Chroniques

par françois cavaillès

Rusalka
opéra d’Antonín Dvořák

Opéra national du Capitole, Toulouse
- 9 octobre 2022
Stefano Poda met en scène "Rusalka" (Dvořák) au Théâtre du Capitole (Toulouse)
© mirco magliocca

Pour son entrée au répertoire de l’Opéra national du Capitole, le chef-d’œuvre d’Antonín Dvořák (1841-1904) a inspiré de fantastiques visions au très créatif Stefano Poda. Et il n’y a que la vérité du spectacle pour envisager dans quels coins de l’imagination du démiurge italien – il signe costumes, décors, lumières, chorégraphie et mise en scène – put naître sa fervente Rusalka.

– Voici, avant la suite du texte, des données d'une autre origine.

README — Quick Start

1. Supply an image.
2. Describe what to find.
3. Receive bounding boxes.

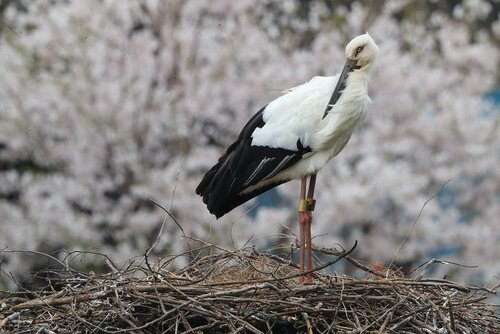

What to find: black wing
[196,107,311,218]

L’ondulation du Prélude, au charme mélodique romantique, y rencontre le décor cubique montrant en coupe une grande verrière au-dessus d’un sol inondé, parsemé de corps étalés en symétrie et orientés tels des lotus vers la vive lumière blanche du zénith. Une étonnante performance de nage synchronisée est offerte par des êtres improbables, vraisemblablement des roussalki sorties des profondeurs du fleuve se chauffer sous la lune, qui frémissent en cadence avec le tapotis musical : c’est la fête des nymphes au chœur juvénile, joyeux et mystérieux, que livrent Sveltana Lifar (mezzo), Louise Foor et Valentina Fedeneva (soprani). Les ritournelles de la fosse, savamment dirigée par Frank Beermann des plus infimes délicatesses jusqu’à l’extase lyrique, activent, comme par un ample mouvement de machine, les danseurs de plus en plus valeureux. Puis les voilà qui reculent et s’agglutinent en une monumentale statue, pour l’entrée de l’Ondin tenu ferme par le baryton Alexeï Isaev, d’un timbre égal et rond à l’expressivité souvent véhémente, jusqu’au risque de caricaturer le personnage. Vient le tour du rôle-titre drapé de blanc, voilé dans une beauté de madone, de pénétrer le bassin, sous un rayon de gloire. Typiques du travail de Poda, deux gigantesques mains blanches descendent lentement pour un peu se tourner, peut-être en quête, vers le public. La fantasmagorie n’a d’égale que la puissance du soprano d’Anita Hartig (Rusalka), déjà choquée devant les vues discordantes de son père.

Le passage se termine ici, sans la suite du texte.